Волк, тем временем, уже вцепился в лодыжку Павла. Хруп! Павел тоже заорал и шлёпнулся на товарища. Иван стоял, вытаращив глаза.

— Что уставился? Быстро уходим! — скомандовал волк и они бегом покинули перрон, на котором, к счастью, никого уже не было.

На вокзальной площади волк негромко произнёс:

— От Москвы до самых до окраин.

Иван впал в ступор и молчал.

— Ну? Отзыв давай! — нетерпеливо рыкнул волк.

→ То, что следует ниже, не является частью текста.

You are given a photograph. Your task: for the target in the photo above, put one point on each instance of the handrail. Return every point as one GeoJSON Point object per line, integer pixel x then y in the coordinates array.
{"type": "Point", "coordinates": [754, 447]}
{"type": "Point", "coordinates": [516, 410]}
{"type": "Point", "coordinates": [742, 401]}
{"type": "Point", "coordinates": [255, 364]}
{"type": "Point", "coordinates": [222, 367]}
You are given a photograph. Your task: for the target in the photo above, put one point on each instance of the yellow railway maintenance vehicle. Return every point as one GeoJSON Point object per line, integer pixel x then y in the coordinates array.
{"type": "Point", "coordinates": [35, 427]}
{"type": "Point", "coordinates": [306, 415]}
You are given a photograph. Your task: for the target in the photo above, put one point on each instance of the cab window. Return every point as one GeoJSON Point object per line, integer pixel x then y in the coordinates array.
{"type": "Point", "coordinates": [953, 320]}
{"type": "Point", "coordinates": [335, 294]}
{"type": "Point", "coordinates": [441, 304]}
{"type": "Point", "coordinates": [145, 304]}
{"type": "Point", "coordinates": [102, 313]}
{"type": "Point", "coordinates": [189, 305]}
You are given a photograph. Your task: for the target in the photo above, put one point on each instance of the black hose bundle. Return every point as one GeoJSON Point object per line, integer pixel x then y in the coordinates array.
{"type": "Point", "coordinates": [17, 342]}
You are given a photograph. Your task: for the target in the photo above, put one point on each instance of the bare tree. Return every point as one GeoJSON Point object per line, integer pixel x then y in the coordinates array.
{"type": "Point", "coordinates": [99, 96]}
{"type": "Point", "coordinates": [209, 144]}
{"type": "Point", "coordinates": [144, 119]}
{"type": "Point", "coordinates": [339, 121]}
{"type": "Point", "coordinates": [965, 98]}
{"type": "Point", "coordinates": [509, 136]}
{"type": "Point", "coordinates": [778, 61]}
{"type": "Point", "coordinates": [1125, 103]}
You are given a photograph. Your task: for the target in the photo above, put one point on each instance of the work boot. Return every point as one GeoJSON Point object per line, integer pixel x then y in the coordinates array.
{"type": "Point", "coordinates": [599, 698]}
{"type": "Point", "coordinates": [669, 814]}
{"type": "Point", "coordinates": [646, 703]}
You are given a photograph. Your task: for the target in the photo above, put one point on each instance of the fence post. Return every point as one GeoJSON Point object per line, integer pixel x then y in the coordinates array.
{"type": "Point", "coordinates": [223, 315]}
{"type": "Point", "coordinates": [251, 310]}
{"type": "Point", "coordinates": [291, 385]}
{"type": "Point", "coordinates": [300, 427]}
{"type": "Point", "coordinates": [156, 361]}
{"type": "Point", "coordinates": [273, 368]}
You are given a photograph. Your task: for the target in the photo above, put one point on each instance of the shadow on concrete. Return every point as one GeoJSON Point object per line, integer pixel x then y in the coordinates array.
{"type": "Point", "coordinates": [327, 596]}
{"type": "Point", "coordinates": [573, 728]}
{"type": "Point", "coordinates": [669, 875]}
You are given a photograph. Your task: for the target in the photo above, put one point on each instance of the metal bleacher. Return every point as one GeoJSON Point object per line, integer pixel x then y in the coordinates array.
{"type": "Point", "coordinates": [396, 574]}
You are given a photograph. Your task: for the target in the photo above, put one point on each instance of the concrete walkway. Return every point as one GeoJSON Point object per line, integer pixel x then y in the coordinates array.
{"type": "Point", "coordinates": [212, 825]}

— Человек проходит, как хозяин, — пролепетал Иван, — А ты… вы и есть, значит, товарищ Серый?

— Да.

— А почему… розовый?

— Покрасился неудачно, — вздохнул Серый Волк, — Хотел камуфляж навести, а в местном Сельпо красочка оказалась из Одессы, с Малой Арнаутской улицы.

— А зачем ты ребят укусил?

— Затем! Они — вражеские агенты. Я сразу учуял. Или не слышал, как они по латыни ругались?

— Да, я… это… латынью не владею… в школе германский учил.

— Короче, Ваня, сваливаем отсюда, разговоры потом!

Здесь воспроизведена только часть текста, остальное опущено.